Why aren't Americans demanding that President Obama bring home the troops?

Afghanistan. Mitt Romney never mentions it. President Obama rarely mentions it. It is not a part of the Presidential campaign and neither the voters nor the media seem to care. Polls show the war in Afghanistan is far down the list of the issues Americans care about.

It is our forgotten war.

Despite the fact that President Obama promised the war would end last summer, there are still 91,000 troops in Afghanistan. When the President was sworn into office,  there were 33,000.

Twenty-three thousand more troops will be home over the next few days, leaving 68,000. The rest are supposed to come home by the end of 2014, but no one really believes it.

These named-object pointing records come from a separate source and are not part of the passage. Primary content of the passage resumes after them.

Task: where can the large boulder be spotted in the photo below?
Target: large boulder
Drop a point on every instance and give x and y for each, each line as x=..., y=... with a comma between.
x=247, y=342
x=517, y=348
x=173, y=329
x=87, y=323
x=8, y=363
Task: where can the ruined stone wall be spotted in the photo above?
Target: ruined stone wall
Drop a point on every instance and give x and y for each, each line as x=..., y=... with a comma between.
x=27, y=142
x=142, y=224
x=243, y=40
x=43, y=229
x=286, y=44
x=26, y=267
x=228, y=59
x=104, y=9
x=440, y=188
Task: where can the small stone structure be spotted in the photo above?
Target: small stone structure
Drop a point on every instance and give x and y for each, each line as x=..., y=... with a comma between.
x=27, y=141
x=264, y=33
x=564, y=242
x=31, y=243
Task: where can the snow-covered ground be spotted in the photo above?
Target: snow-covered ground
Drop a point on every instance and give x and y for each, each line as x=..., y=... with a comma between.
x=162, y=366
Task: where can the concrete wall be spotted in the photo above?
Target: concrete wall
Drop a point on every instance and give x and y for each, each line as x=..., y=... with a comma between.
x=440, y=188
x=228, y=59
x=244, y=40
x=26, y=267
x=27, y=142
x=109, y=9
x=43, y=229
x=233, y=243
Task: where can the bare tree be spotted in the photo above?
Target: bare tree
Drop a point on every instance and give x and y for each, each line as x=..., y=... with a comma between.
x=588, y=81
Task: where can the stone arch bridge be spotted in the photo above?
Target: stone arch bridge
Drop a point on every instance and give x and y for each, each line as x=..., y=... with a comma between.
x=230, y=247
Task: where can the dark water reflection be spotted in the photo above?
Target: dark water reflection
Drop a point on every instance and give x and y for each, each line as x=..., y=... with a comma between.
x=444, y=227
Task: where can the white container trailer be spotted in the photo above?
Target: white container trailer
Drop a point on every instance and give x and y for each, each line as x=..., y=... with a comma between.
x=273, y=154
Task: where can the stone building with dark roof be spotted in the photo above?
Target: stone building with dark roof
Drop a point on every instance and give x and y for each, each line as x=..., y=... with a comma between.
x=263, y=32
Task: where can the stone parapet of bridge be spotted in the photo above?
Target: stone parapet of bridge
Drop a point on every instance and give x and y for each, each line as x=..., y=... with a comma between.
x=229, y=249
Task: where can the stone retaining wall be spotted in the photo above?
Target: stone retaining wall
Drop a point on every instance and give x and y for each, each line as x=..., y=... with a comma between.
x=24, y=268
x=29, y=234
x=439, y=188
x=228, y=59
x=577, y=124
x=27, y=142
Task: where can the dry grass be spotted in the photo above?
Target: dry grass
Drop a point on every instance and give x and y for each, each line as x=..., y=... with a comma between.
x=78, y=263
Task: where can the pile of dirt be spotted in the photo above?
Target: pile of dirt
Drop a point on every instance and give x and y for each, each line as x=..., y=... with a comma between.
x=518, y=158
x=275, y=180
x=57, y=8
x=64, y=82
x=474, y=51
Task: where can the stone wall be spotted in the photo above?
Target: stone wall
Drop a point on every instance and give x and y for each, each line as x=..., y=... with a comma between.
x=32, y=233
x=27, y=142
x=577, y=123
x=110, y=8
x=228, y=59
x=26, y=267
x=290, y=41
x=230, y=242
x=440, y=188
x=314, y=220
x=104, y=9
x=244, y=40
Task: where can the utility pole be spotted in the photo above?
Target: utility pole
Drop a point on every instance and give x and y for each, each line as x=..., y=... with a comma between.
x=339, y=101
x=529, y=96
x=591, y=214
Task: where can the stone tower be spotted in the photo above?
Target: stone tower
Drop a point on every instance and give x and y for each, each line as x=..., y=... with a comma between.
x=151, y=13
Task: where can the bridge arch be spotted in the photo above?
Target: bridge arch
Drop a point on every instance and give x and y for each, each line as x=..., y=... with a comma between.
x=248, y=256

We are approaching the 11th anniversary of our nation’s longest war: 2,121 men and women have died. The vast majority of them, 1,481, since January of 2009. Four American soldiers were killed this week by Afghan police , whom we train and arm. So far this year,  51 Americans have been killed by Afghan police or soldiers.

Our mission in Afghanistan is no longer clear. When the bombing started on October 7, 2001, it was clear—kill or capture Osama Bin Laden, remove the Taliban from governmental authority and disrupt al-Qaeda. Bin Laden is dead,  the Taliban has be dethroned and there are not enough al-Qaeda members in country to fill an NFL roster. Mission completed! And still we stay.

The new mission is to stabilize the country. That has not happened.

And so the question lingers, why not bring everyone home now? The generals will argue, threaten really, if we pull out right now, there will be mayhem. That’s true. But there is no reason to believe that anything will be different when we pull out in 2014.

The answer is easy. Politics. The Taliban and al-Qaeda is just waiting us out. They will fill the vacuum when we leave and declare victory. There will be violence and beheadings. The president doesn’t want those images 24/7 on cable news. It makes for a messy campaign.

He is only able to push every thing past the election because of the lack of any real opposition. Republicans support the war effort and the anti-war protestors have proven to be frauds, more pro-Democratic party than anti-war.

And so we continue to pay the corrupt government of Hamid Karzai for the right to stay. We pay the drug lords not to attack our supply lines. We pay Pakistan to not make waves, as they secretly support our enemies. And, of course, we pay for schools, roads, bridges, and new power grids of there when we need an upgrade in all of the above over here.

In a time of budget-cutting and a stumbling U.S. economy, the US treasury spends $65 billion a month on the war. On an annual basis, that’s enough to buy the weekly groceries for every American family for more than a year and a half.

Most importantly, one American soldier will die, on average, every day we stay. It is too high a cost to pay.

There should be outrage. There is not. Of all the things that make no sense about the war, that is what makes the lease sense. For nothing will change, unless we care. We are complicit by our apathy.